Но их встреча окончилась катастрофой. Почти полвека спустя Гумилев будет так рассказывать о ней: «Александр Натанович Бернштам… начал разговор с предостережений, сказав, что самое вредное учение по этому вопросу сформулировано "евразийством", теоретиками белоэмигрантского направления, которые говорят, будто настоящие евразийцы, то есть кочевники, отличались двумя качествами – военной храбростью и безусловной верностью. И на этих принципах, то есть на принципе своего геройства и принципе личной преданности, они создавали великие монархии. Я ответил, что мне это, как ни странно, очень нравится и мне кажется, что это сказано очень умно и дельно. В ответ я услышал: "У вас мозги набекрень. Очевидно, вы – такой же, как и они". Сказав так, он пошел писать на меня донос. Вот с этого и началось мое знакомство с евразийством и с научным работником Бернштамом…»
Трудно сказать, насколько рассказ Гумилева соответствовал истине, ведь даже в научных монографиях Лев Николаевич, случалось, мешал правду с фантазией, а в рассказе о своем давнем враге он вряд ли избежал натяжек. Несомненно одно: встреча Гумилева и Бернштама привела к ссоре, что не удивительно: оба, и молодой Гумилев, и Бернштам, были людьми чрезвычайно экспансивными и резкими.
И все-таки Гумилев нашел в ЛГУ и хороших преподавателей, и умных квалифицированных консультантов, которые помогли ему обучиться ремеслу историка. Помимо Кюнера и Якубовского Гумилеву помогал Михаил Артамонов. Уже в тридцатые в руки Гумилева попали работы географа и путешественника Григория Ефимовича Грумм-Гржимайло,[16] которого Лев будет считать своим предшественником. Сам Грумм-Гржимайло тогда доживал последние месяцы, его не станет в марте 1936-го. Правда, «Западную Монголию и Урянхайский край», главный, с точки зрения Гумилева, труд Грумм-Гржимайло, Лев Николаевич прочтет только в середине пятидесятых, в лагере.

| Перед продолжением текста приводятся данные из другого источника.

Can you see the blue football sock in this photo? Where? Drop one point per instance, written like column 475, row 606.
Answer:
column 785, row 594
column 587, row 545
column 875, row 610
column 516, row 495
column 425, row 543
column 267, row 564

Ранней специализации тогда не было, а занятия на первом-втором курсах не оставляли места для научной работы, но зимой 1935-1936-го Гумилев, отчисленный из университета, начинает работу над статьей об удельно-лествичной системе Тюркского каганата. Это был первый шаг к диссертации, единственная научная работа, законченная до ареста в 1938-м. Среди прочего Гумилев доказывал, что организация политической власти в каганате напоминала удельно-лествичную систему, известную по истории Киевской Руси. Власть над государством принадлежала старшему в роду, а после его смерти переходила к младшим братьям, после смерти последнего из них – к сыну старшего брата и так далее.